I ran an OpenMP program to perform the Jacobi method, and it was working very well, 2 threads performed slightly over 2x 1 thread, and 4 threads 2x faster than 1 thread. I felt everything was working perfectly... until I reached exactly 20, 22, and 24 threads. I kept breaking it down until I had this simple program
#include <stdio.h>
#include <omp.h>
int main(int argc, char *argv[]) {
int i, n, maxiter, threads, nsquared, execs = 0;
double begin, end;
if (argc != 4) {
printf("4 args\n");
return 1;
}
n = atoi(argv[1]);
threads = atoi(argv[2]);
maxiter = atoi(argv[3]);
omp_set_num_threads(threads);
nsquared = n * n;
begin = omp_get_wtime();
while (execs < maxiter) {
#pragma omp parallel for
for (i = 0; i < nsquared; i++) {
//do nothing
}
execs++;
}
end = omp_get_wtime();
printf("%f seconds\n", end - begin);
return 0;
}
And here is some output for different thread numbers:
./a.out 500 1 1000
0.6765799 seconds
./a.out 500 8 1000
0.0851808 seconds
./a.out 500 20 1000
19.5467 seconds
./a.out 500 22 1000
21.2296 seconds
./a.out 500 24 1000
20.1268 seconds
./a.out 500 26 1000
0.1363 seconds
I would understand a big slowdown if it continued for all threads following 20, because I would figure that would be the thread overhead (though I felt it was a bit extreme). But even changing n leaves the times of 20, 22, and 24 to remain the same.

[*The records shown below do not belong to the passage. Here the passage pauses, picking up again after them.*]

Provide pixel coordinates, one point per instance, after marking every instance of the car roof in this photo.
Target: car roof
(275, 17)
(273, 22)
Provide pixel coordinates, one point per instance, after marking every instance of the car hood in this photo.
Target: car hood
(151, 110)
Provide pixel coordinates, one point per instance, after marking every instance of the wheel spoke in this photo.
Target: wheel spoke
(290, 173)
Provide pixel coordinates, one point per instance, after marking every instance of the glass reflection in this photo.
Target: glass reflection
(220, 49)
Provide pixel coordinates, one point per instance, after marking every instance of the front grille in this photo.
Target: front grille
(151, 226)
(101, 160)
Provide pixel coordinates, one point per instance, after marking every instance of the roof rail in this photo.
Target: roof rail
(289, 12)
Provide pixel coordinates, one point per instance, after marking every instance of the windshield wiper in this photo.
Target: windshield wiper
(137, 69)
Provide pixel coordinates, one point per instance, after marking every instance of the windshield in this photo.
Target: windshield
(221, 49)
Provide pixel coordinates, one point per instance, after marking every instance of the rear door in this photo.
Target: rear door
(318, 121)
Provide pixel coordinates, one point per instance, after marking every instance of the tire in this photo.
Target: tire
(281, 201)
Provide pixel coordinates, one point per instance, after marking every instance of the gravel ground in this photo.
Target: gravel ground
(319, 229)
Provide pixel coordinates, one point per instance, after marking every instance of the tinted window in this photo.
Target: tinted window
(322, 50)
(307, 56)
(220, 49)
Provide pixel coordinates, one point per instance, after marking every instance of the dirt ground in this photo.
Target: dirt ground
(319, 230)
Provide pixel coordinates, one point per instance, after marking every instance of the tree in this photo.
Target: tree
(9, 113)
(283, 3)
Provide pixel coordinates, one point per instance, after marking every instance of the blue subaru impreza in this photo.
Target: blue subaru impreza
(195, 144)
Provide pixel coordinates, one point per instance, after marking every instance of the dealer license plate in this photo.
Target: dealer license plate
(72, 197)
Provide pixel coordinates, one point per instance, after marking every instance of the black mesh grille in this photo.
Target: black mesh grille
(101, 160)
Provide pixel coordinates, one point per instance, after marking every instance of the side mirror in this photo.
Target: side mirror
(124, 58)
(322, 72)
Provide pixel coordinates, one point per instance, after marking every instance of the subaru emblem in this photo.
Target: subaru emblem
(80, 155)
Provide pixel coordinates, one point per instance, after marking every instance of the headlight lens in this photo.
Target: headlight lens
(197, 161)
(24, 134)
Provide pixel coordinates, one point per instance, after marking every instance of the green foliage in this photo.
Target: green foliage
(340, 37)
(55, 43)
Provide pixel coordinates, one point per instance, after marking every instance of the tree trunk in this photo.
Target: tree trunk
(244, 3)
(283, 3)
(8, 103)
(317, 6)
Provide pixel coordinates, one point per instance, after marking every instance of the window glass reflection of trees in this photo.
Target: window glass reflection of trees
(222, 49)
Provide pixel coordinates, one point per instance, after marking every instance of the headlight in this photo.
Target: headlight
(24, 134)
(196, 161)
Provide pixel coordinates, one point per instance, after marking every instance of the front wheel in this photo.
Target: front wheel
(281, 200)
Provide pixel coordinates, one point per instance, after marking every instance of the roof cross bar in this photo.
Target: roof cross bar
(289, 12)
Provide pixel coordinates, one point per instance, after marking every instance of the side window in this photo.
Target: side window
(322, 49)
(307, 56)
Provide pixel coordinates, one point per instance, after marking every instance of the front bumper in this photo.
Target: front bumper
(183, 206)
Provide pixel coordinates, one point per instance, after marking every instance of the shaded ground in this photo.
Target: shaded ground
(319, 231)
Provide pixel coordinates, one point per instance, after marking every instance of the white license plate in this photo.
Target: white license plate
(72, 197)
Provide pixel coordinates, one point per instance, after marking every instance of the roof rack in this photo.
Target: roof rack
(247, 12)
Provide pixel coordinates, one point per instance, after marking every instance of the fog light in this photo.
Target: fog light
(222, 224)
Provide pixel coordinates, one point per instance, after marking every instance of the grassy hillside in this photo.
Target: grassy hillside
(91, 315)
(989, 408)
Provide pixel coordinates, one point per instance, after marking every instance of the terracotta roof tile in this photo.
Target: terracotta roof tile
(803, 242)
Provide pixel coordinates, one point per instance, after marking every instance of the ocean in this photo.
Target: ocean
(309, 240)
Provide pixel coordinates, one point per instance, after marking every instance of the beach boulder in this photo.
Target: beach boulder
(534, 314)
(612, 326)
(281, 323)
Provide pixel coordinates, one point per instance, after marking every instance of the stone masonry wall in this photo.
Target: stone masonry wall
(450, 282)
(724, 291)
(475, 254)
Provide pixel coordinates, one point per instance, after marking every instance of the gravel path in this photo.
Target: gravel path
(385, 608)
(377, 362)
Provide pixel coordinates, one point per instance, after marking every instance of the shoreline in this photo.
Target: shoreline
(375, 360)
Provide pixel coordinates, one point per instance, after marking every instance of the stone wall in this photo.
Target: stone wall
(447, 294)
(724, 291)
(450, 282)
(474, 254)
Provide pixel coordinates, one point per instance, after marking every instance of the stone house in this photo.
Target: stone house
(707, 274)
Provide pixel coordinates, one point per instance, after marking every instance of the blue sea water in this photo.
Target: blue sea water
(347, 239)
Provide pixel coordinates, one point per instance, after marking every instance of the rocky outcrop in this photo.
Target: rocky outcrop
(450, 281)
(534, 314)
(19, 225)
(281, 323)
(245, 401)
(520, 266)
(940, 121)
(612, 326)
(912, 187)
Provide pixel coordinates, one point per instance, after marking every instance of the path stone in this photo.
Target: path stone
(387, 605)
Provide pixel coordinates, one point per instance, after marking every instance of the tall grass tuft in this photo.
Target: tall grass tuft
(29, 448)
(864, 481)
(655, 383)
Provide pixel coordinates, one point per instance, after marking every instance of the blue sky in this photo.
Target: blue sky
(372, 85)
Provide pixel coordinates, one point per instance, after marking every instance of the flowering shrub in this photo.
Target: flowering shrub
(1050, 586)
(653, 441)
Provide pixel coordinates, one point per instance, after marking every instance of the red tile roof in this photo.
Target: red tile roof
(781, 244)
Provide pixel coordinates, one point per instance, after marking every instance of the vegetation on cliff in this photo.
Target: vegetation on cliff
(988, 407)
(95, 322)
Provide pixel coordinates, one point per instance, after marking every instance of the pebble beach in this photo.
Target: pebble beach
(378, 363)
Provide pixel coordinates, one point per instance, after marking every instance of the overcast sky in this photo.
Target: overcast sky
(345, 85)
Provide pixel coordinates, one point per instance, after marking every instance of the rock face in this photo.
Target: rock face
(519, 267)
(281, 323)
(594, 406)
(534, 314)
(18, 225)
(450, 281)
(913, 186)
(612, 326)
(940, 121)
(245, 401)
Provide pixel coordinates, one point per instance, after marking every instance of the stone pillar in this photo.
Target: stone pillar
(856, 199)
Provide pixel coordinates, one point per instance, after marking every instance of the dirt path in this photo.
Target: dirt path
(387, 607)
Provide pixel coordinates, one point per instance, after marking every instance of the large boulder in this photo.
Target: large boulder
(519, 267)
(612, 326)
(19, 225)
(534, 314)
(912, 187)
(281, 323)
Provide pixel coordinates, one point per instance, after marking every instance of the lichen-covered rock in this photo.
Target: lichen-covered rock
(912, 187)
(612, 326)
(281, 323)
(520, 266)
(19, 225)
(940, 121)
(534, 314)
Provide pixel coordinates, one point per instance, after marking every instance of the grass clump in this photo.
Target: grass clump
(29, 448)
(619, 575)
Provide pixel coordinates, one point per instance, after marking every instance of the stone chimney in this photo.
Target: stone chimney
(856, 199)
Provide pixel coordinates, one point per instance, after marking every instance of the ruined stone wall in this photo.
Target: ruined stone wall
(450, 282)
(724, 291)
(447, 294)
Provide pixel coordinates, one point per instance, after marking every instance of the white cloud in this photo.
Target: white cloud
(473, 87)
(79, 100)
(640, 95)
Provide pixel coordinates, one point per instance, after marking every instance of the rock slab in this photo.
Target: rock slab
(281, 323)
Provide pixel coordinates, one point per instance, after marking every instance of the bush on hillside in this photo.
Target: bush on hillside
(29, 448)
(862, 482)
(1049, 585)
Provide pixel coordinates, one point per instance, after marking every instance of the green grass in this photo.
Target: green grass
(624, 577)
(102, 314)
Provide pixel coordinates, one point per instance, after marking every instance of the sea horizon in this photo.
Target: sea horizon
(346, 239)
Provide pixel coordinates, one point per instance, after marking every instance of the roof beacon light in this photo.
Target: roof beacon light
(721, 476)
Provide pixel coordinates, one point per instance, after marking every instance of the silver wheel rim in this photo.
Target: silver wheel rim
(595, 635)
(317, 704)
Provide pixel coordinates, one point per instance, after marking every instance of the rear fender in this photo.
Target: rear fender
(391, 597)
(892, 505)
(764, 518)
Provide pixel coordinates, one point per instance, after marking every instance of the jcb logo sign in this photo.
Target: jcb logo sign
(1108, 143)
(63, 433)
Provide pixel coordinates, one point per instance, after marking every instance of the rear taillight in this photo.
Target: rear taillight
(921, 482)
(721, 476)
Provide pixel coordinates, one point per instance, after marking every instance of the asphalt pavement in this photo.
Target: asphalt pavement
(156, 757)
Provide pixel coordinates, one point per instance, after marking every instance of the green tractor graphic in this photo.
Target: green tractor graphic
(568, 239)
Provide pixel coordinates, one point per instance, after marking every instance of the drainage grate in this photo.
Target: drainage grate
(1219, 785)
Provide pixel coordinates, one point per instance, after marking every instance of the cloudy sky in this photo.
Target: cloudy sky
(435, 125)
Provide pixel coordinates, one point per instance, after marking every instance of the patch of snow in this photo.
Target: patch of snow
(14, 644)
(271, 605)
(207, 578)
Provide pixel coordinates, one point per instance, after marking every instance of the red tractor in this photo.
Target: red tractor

Changing maxiter to 100 does scale it down to about 1.9 seconds, 2.2 seconds, ..., meaning the thread creation alone is causing the slowdown, not the internal iteration.
Is this something to do with the OS attempting to create threads it doesn't have? If it means anything, omp_get_num_procs()
returns 24, and it is on Intel Xeon processors (so the 24 includes hyper-threading?)
Thanks for the help.